Purpose: The purpose of the present study was to assess performance of the new amplification method for detection of Listeria monocytogenes in food and environmental samples.
Methods: Four foods (hot dogs, queso fresco, cantaloupe, and guacamole) and one environmental surface (stainless steel) were inoculated with L. monocytogenes under conditions intended to simulate natural contamination. Inoculation levels were chosen to produce fractional positive data sets (5 - 15 positives out of 20 replicate test portions). Samples were tested by the amplification method after 16 h and 24 h enrichment in LESS Plus Broth at 36°C, and by the appropriate reference culture method (FDA/BAM or USDA/MLG). Test results were analyzed using a probability of detection (POD) model to determine if differences in the number of positive results between methods were statistically significant.

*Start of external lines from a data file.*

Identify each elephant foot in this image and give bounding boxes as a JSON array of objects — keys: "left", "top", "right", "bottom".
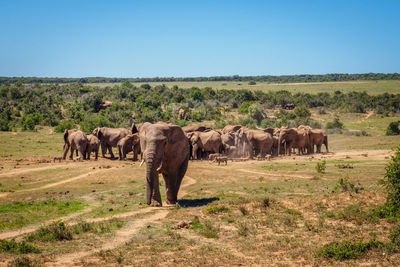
[{"left": 150, "top": 199, "right": 162, "bottom": 207}]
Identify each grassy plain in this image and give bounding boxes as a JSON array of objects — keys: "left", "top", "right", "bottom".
[
  {"left": 92, "top": 80, "right": 400, "bottom": 95},
  {"left": 0, "top": 112, "right": 400, "bottom": 266}
]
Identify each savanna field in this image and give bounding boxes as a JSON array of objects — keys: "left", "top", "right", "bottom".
[{"left": 0, "top": 81, "right": 400, "bottom": 266}]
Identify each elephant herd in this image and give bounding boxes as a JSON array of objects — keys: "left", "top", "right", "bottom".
[
  {"left": 182, "top": 125, "right": 329, "bottom": 159},
  {"left": 63, "top": 122, "right": 328, "bottom": 206}
]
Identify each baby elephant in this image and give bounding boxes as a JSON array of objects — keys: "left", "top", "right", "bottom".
[
  {"left": 86, "top": 134, "right": 100, "bottom": 160},
  {"left": 213, "top": 156, "right": 228, "bottom": 165},
  {"left": 117, "top": 133, "right": 140, "bottom": 160}
]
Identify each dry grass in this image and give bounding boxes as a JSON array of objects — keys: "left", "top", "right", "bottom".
[{"left": 0, "top": 119, "right": 400, "bottom": 266}]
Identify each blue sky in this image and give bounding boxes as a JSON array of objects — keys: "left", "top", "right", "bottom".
[{"left": 0, "top": 0, "right": 400, "bottom": 77}]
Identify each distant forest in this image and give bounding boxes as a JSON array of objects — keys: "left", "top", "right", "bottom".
[{"left": 0, "top": 73, "right": 400, "bottom": 84}]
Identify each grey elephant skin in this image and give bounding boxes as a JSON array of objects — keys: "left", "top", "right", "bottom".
[
  {"left": 86, "top": 134, "right": 100, "bottom": 160},
  {"left": 93, "top": 127, "right": 129, "bottom": 158},
  {"left": 63, "top": 130, "right": 88, "bottom": 159},
  {"left": 117, "top": 133, "right": 140, "bottom": 161},
  {"left": 137, "top": 123, "right": 189, "bottom": 206}
]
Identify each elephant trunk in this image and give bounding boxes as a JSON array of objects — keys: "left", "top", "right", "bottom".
[
  {"left": 278, "top": 135, "right": 282, "bottom": 156},
  {"left": 145, "top": 147, "right": 161, "bottom": 206}
]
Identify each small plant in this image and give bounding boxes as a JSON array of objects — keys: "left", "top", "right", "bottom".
[
  {"left": 315, "top": 160, "right": 326, "bottom": 173},
  {"left": 238, "top": 223, "right": 249, "bottom": 236},
  {"left": 8, "top": 256, "right": 41, "bottom": 267},
  {"left": 206, "top": 205, "right": 229, "bottom": 214},
  {"left": 317, "top": 240, "right": 383, "bottom": 261},
  {"left": 332, "top": 176, "right": 364, "bottom": 194},
  {"left": 26, "top": 221, "right": 72, "bottom": 241},
  {"left": 0, "top": 240, "right": 40, "bottom": 254},
  {"left": 239, "top": 206, "right": 249, "bottom": 216}
]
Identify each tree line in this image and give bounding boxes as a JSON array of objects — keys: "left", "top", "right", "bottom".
[
  {"left": 0, "top": 81, "right": 400, "bottom": 132},
  {"left": 0, "top": 73, "right": 400, "bottom": 84}
]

Results: For the five sample types in total, there were 46 positive test portions by the reference methods. By the amplification method, there were 43 confirmed positives after 16 h enrichment and 62 confirmed positives after 24 h enrichment. There were more positives at 24 h for all sample types except cantaloupe, indicating that 24 h enrichment is required in most cases. At 24 h, the difference in the number of positives by the amplification and reference methods was significant (P < 0.05) only in the case of hot dogs (19 vs. 7).
Significance: The new isothermal amplification method for Listeria monocytogenes was shown to be an effective method across a variety of sample types and provides the user with a rapid, simple, and accurate tool for detection of Listeria monocytogenes.